= Ancient Future (group) =

Ancient Future is a musical ensemble popular in the world music genre. Founded in San Rafael, in the Bay Area of Northern California, United States in 1978, it is one of the fusion subcategory of world fusion music, blending centuries-old music traditions, along with mixing them with modern music, such as jazz, rock or reggae. The band leader is Matthew Montfort.

==General==
Formed in late 1978 by Matthew Montfort, Ancient Future coined the term "world fusion music" to describe its use of Indian, African, Balinese, Middle Eastern, and South American rhythms, the rich harmonies of Europe, the peaceful melodies of Asia, and other musical traditions within a contemporary framework.

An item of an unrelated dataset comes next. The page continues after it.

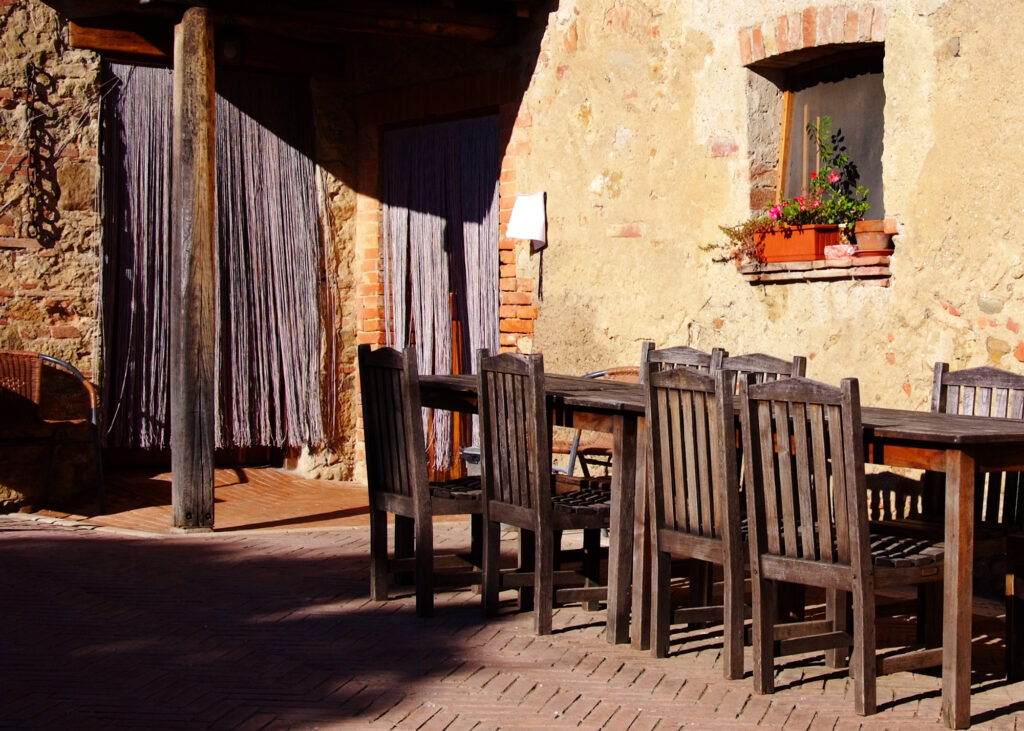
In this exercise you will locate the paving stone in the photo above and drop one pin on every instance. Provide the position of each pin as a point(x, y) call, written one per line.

Montfort, the group's guitarist, became fascinated by North Indian classical music during his college years, prompting him to travel to Java, Bali, China, and elsewhere in Asia to study the intricacies of their musical traditions. Over the years, Ancient Future has expanded its musical vision through collaborations with noted masters of various world music traditions who are now an integral part of what is today more than just a band; Ancient Future has grown to become a large chamber ensemble of 28 performers from around the world with over a dozen similar ensembles within it, enabling Ancient Future to realize its core mission of creating world fusion music.

==Style==

The original U.S. members of Ancient Future looked beyond their roots for inspiration by studying with master musicians of many world music traditions, from Balinese gamelan director Madé Gerindem to North Indian sarod master Ali Akbar Khan. They use their knowledge of world music to create something new and uniquely their own that is respected by pundits from other cultures whose traditions are a part of the mix. Ancient Future also mixes together ancient music traditions together modern music forms, such as jazz, rock, reggae, and others.

==Legacy and influence==

Through cross cultural exchange and collaboration, Ancient Future has created a rich musical world of tradition and innovation. In addition to their original music based on world traditions, the many ensemble variations also perform traditional music from the cultures of the individual master musicians who perform with the band. This provides an educational experience for the audience that is intended to excite people about world traditions and show how those traditions can make contemporary culture richer.